Esther rolled her eyes and shook her head. “I know she meant well, but she was misguided. Come with me and I’ll show you how humane we are. I want to give you the scientific side of the story so you’ll understand.”
 

She led the way out of the lab, into a corridor and then to a lift. Esther pressed the −3 button, and Jamie noticed that there were five floors underground as well as the twenty above ground. It was an extensive facility. Esther was silent in the lift, and Jamie said nothing either. Finally, the door opened to an atrium, which smelled of disinfectant, like a vet’s surgery.
 

“This floor is where we keep some of the animals and also where we perform legal vivisection.”
 

Jamie noticed her emphasis on the legal basis of the research. “Can you explain to me exactly what that is?” she asked.
 

“In the UK, any experiment involving vivisection, where we use a live animal for experimentation, must be granted a license from the Home Secretary.

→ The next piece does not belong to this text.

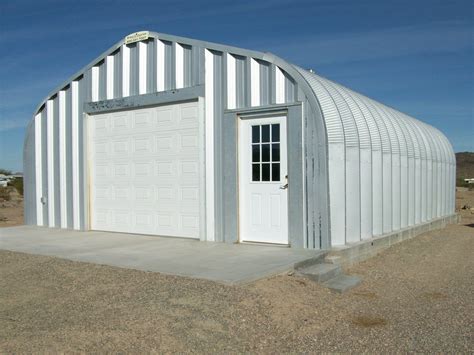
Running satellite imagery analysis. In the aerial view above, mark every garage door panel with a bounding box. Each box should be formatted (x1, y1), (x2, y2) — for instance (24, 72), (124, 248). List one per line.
(90, 102), (200, 238)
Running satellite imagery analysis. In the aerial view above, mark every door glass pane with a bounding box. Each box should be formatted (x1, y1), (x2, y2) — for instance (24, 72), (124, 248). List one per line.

The license is only given when the benefits to society outweigh the adverse effects to the animal.”
 

“What’s your definition of adverse?”
 

“It depends on the procedure. The definition of vivisection is that the animal is alive when we experiment but of course we use anesthesia, so there is no pain. We also have an external ethics committee.”
 

“Why was Jenna so against this practice?”
 

“She believed it was morally wrong to inflict pain or injury on another animal, for whatever reason, and so any kind of animal experimentation would be unacceptable.” Esther shook her head. “But Jenna was short-sighted about this, she only saw the propaganda spread by the anti-vivisectionists, and she put everything in the same box.”
 

“What do you mean by that?” Jamie asked.
 

“Well, I agree that it’s pointless to test household products by spraying them into the eyes of rabbits, and there are some needless experiments where positive results on animals have no application to humans. But here, we carry out genetic research, and since we cannot experiment on humans, we must make do with animals, as did the great John Hunter. Although of course, he did experiments on live animals with no pain relief.”